There is a competition emerging amongst the more writerly of writers, to produce the most postmodern, ironic email which seemingly avoids directly begging for consent to bulk email you once the GDPR is in force, from 25th May.
The GDPR has kept me busy for a good few months.
I wrote a guide on it late last year which Nucleus edited, published and made available for free here. I’ve added a few articles on it on their Illuminate site covering topics I thought nobody had dealt with on the GDPR such as managing GPPs and buying client banks. I recently did a 45 minute webinar for BrightTALK on it which you can watch here.
Data protection consultants have had a field day with the GDPR but very few, if any, seem to understand the specifics around how the rules apply, and in many cases don’t apply, to financial services firms and especially to advisers. Lawyers have directly contradicted one another when advising firms on the correct lawful basis to use and acceptable retention periods. As a result there is very little consistency on what should be a fairly standard industry approach. The will (i.e. money) has been there but there are too many loopholes for anyone to take much comfort on these two points, and whilst I don’t think the ICO will be looking to penalise anyone who at least tried to reach a conclusion, I do think we will see some changes as more clarification emerges.

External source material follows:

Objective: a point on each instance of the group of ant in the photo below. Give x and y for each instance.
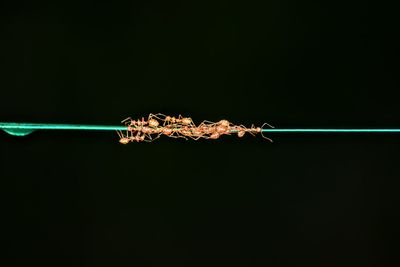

Aside from using the correct lawful basis and retention polices, the other area I see mistakes regularly made is with email marketing. A good number of the email consent requests issued aren’t required, and others probably are but won’t be issued. A number of firms and individuals are ignoring the future ePrivacy Regulations (currently the Privacy and Electronic Communication Regulations) which will also have a significant impact. These are more relevant and important than the GDPR for electronic marketing, such as email, and in some ways set a higher standard. They don’t allow for ‘legitimate business interests’ to be used as a reason for emailing, for example, but they do allow you to email without consent in some limited circumstances.
There are also some notable companies who have consciously remained silent about what they do with your data because their business models depend on selling it on. You would not give your consent if you knew.
That said, the ICO’s guidance is on the whole a lesson in clarity which others could learn from.
I’m trying to edit an article about all this right now. It’s all tedious detail but the postmodern irony in some consent emails are often covering up a lack of understanding and certainty, which I’m sure will throw up some surprises over forthcoming months.